It seems obvious that key principles of contract law could be considered by a Tribunal when evaluating the terms of an employment contract, though this seems to have been up for debate recently in Cleeve Link Ltd v Bryla.  

Thankfully, the Employment Appeal Tribunal has clarified the position and provided helpful guidance on the scope of penalty clauses within employment contracts.  A penalty clause is an attempt to deter or penalise a breach of contract by the imposition of a (usually) monetary penalty which is not a genuine pre-estimate of the likely loss arising from that breach.  Such clauses are generally unenforceable.   They are to be distinguished from liquidated damages clauses which also impose a financial cost on a party but without the trigger necessarily being a breach of contract and where the figure is a genuine pre-estimate of the loss or damage arising.  These clauses are generally perfectly valid.  Determination of whether a provision in an employment contract is a penalty or a liquidated damages clause is therefore pretty important.    

The case concerned a Polish care worker who had been employed by Cleeve Link through an agency. Cleeve Link paid for Ms Bryla’s flight to the UK and for various training. To make sure it was not left out of pocket it put a clause in her contract stating that if she was dismissed or resigned within 6 months of starting then she would be required to repay those initial costs.  Ms Bryla was dismissed for gross misconduct before she had worked 6 months and so was required to repay the sum set out in her contract, which in fact comprised the entirety of the wages owed to her. The Employment Tribunal found the repayment clause to be a penalty and therefore unenforceable, as it was not an accurate reflection of the actual loss suffered by Cleeve Link.   Therefore Ms Bryla’s claim for the wages withheld was successful.  

Cleeve Link said that the ET ought not to have concerned itself with whether the repayment clause was an unenforceable penalty clause. That was a matter for the High Court, it said.  The EAT Judge waved away this suggestion, saying that consideration of employment contracts in light of contract law principles is a key function of the Tribunal.   

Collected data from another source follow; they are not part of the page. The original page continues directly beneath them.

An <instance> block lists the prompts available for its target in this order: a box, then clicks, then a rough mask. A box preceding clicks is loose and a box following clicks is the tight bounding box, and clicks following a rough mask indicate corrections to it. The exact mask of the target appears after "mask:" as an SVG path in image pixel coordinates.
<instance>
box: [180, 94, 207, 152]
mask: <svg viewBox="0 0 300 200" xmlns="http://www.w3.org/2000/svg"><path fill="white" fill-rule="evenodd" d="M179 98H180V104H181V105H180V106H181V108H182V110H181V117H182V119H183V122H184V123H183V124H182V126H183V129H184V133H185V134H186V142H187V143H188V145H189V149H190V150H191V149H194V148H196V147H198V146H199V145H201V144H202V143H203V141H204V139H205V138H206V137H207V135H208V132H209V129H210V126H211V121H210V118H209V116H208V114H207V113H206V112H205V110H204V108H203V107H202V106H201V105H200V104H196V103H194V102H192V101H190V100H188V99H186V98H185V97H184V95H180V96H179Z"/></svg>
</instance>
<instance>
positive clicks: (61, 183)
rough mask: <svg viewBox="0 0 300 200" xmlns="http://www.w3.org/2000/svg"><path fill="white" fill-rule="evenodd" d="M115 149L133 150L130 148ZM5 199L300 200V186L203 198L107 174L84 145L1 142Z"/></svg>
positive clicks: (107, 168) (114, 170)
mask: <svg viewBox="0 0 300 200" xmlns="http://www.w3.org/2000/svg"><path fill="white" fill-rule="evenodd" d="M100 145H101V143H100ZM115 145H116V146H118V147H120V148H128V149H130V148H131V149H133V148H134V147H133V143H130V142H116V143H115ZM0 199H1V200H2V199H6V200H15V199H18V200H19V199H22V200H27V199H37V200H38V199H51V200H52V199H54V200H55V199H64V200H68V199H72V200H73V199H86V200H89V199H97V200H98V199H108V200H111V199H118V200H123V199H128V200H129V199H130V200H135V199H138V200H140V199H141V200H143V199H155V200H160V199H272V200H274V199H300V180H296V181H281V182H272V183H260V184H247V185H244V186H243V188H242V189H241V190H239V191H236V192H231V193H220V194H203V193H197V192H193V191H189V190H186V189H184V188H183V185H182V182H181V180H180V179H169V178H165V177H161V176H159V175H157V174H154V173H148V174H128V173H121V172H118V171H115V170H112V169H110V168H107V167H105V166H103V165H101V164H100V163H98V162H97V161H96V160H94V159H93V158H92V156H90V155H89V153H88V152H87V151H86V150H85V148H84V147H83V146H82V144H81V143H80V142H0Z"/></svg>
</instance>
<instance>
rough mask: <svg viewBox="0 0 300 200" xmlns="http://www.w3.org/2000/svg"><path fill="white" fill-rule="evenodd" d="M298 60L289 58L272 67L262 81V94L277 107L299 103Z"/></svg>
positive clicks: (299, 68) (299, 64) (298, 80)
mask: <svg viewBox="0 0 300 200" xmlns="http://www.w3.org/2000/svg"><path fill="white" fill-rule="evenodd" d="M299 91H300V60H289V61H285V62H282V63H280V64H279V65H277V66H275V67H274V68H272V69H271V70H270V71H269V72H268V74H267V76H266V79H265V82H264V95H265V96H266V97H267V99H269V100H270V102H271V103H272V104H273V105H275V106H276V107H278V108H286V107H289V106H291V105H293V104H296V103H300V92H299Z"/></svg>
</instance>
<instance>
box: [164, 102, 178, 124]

You have to applaud the EAT Judge for his generous consideration of Ms Bryla’s case –  “she showed me her work schedule, which appeared to show that she had [worked] 730 hours over a 28 day period. I cannot of course know the extent to which any of her remarks about the work is correct.” His respect for the apparent submission that Ms Bryla managed to find 26 hours in a day for 4 weeks and sleep for none of them may be slightly over the top.  However, despite this sympathetic approach he found that the Tribunal had erred in its judgment for the following reasons:   

  1. It had construed the contract at the time of the breach, rather than at the time it was entered into;
  2. The penalty clause argument should be assessed objectively; a ‘genuine’ pre-estimate of loss does not call for the undisputed honesty or genuineness of the parties who made the pre-estimate; and
  3. Considering whether the clause was intended to serve as a deterrent (hence a penalty) involves a comparison of the amount stipulated in the repayment clause and the amount which the claimant could reasonably expect to recover in a common law claim for damages.    

Therefore, the repayment clause was enforceable after all. The Judge helpfully stated that in considering what is a genuine pre-estimate of loss, the employer should be given a rather wide latitude in its estimations and only where the stated sum can be considered unconscionably or extravagantly beyond the amount which it would have reasonably been able to recover in a claim for damages, will the Tribunal interfere with the drafting of the contract.   Beware the sting in the tail of making deductions to recoup a potentially unenforceable debt, however.  Section 25(4) Employment Rights Act 1996 makes irrecoverable any debt for which an unlawful deduction from wages has been made.    

As a result the Tribunal’s original finding was reversed and Ms Bryla was awarded nothing.  Penalty clauses are evidently a matter of concern in commercial contracts and so they ought to be in employment contracts also.  Nonetheless, it is clear that employers need not concern themselves too greatly with the precision of their calculations in such circumstances and will be permitted a generous margin for error.  Some background jottings by the employer as to the thought-processes behind the sum claimed will almost always reinforce the chances of the clause being deemed valid.